Former president Donald Trump’s commanding, and expected, victory in this week’s Iowa caucuses has confirmed his frontrunner status in the race for the 2024 Republican presidential nomination.

With his closest rivals Ron DeSantis and Nikki Haley lagging far behind, it seems the Republican primary contest is over before it has even begun.

Since the 1970s, Iowa has kicked off the US presidential election year with the first caucuses of the primary season. This changed for Democrats following the 2020 election, when the party ditched the first-in-the-nation caucuses for a mail-in vote. The results of this will be known on March 5 (often known as Super Tuesday).

Republicans, however, have stuck with the caucuses. With Republicans in 49 states still yet to cast a vote in the 2024 nominating contest, why is it that an overwhelmingly white state of 3 million continues to hold such sway over the fate of one of the world’s largest democracies?

How Iowa was put on the map

Iowa reached the top of the nominating calendar for a string of logistical reasons — some even say by accident — when the Democratic Party reformed its candidate selection procedures after the tumultuous 1968 Chicago party convention.

At first, few noticed or cared about the Iowa caucuses’ early position. But this all changed in 1976. Little-known presidential hopeful Jimmy Carter led a grassroots campaign in Iowa — and the next-in-line New Hampshire primary — to deliver unexpected early victories in the Democratic nominating contest. He seized upon these two early wins to catapult himself onto the national stage and ultimately win the White House.

Carter showed how these early testing grounds of voter support can propel candidates from obscurity to national fame. Once he put the Iowa caucuses on the map, the state sought to ensure they remained there.

Both the Democratic and Republican parties officially cemented Iowa’s first-in-nation status through state laws and party rules. Since then, the caucuses have become not just an opportunity for candidates to make their mark, but a boon for the state’s economy, raking in millions every cycle.

An unrepresentative state

Iowa might be a big electoral prize, but the Mid-Western state itself is tiny and hardly representative of America as a whole. Iowa is more rural than the national average and among the country’s least diverse states.

The population in Iowa is about 90% white, compared to 76% nationally. Just 4% of Iowans identify as Black or African American.

Many rightly point out that Iowa’s demographics more closely resemble the 19th-century United States than the America we know today. This is part of why the state’s outsized electoral role has come under increasing scrutiny in recent years.

In 2022, President Joe Biden and the Democratic National Committee announced they would promote South Carolina to the front of the 2024 Democratic primary contests ahead of Iowa and New Hampshire (also small and overwhelmingly white).

While Iowa was successfully moved back in the schedule, New Hampshire held onto its first-in-the-nation status, prompting Biden to take his name off this year’s primary ballot. The vote will be held on January 23.

As Iowa and New Hampshire go, so goes the nation (sometimes)

Iowa has, at best, a patchy record of predicting party nominees and presidents.

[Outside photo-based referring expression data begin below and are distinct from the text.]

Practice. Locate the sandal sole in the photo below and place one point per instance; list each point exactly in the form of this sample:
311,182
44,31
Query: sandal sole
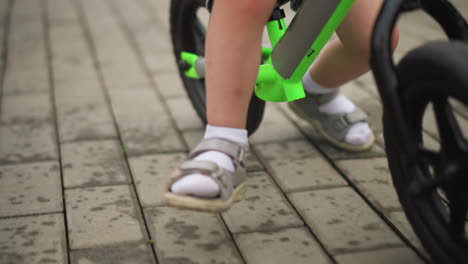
207,205
317,126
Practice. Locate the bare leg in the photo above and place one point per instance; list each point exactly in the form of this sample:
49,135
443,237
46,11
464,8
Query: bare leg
232,58
347,58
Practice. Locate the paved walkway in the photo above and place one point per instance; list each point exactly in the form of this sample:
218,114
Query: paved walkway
93,119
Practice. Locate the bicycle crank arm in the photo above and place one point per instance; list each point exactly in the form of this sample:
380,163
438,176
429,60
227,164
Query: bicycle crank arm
193,65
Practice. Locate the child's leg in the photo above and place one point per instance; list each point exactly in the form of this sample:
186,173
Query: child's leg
341,61
346,59
232,59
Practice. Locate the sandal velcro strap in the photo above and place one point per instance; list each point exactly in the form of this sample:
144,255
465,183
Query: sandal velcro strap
346,120
224,178
230,148
207,167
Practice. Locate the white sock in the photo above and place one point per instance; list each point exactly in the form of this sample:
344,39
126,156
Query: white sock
359,133
203,186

In the ten contested Democratic Iowa caucuses since 1976, the winner has gone on to secure the Democratic nomination in seven instances. The most notable exception in recent times was Biden, who finished fourth in Iowa in 2020. Of these seven successful nominees, just two — Carter and Barack Obama — would go on to become president.

The state’s Republican results are significantly more mixed. Just three winners of the eight contested caucuses since 1976 became the party’s nominee. Only one of those, George W Bush, went on to win the White House.

Almost every major party nominee since 1972 has, however, won in either Iowa or New Hampshire. The only two exceptions were Bill Clinton in 1992 and Biden in 2020.

Iowans and New Hampshirites are not clairvoyants with their fingers on the pulse of the nation. Yet their influence helps determine the presidential frontrunners, media narratives, donor contributions and campaign expenditures before millions of other Americans are able to vote. This can shape the rest of the election.

The reason for this is the structure of the US primary calendar. Because the contests are drawn out over five months, establishing early momentum is essential to carving out a path to the nomination, particularly given the exorbitant cost of running for president.

Until the structure of the US primary system changes, or another state replaces both Iowa and New Hampshire at the top of the primary calendars, the eyes of the world will continue to turn to both of these tiny states every four years.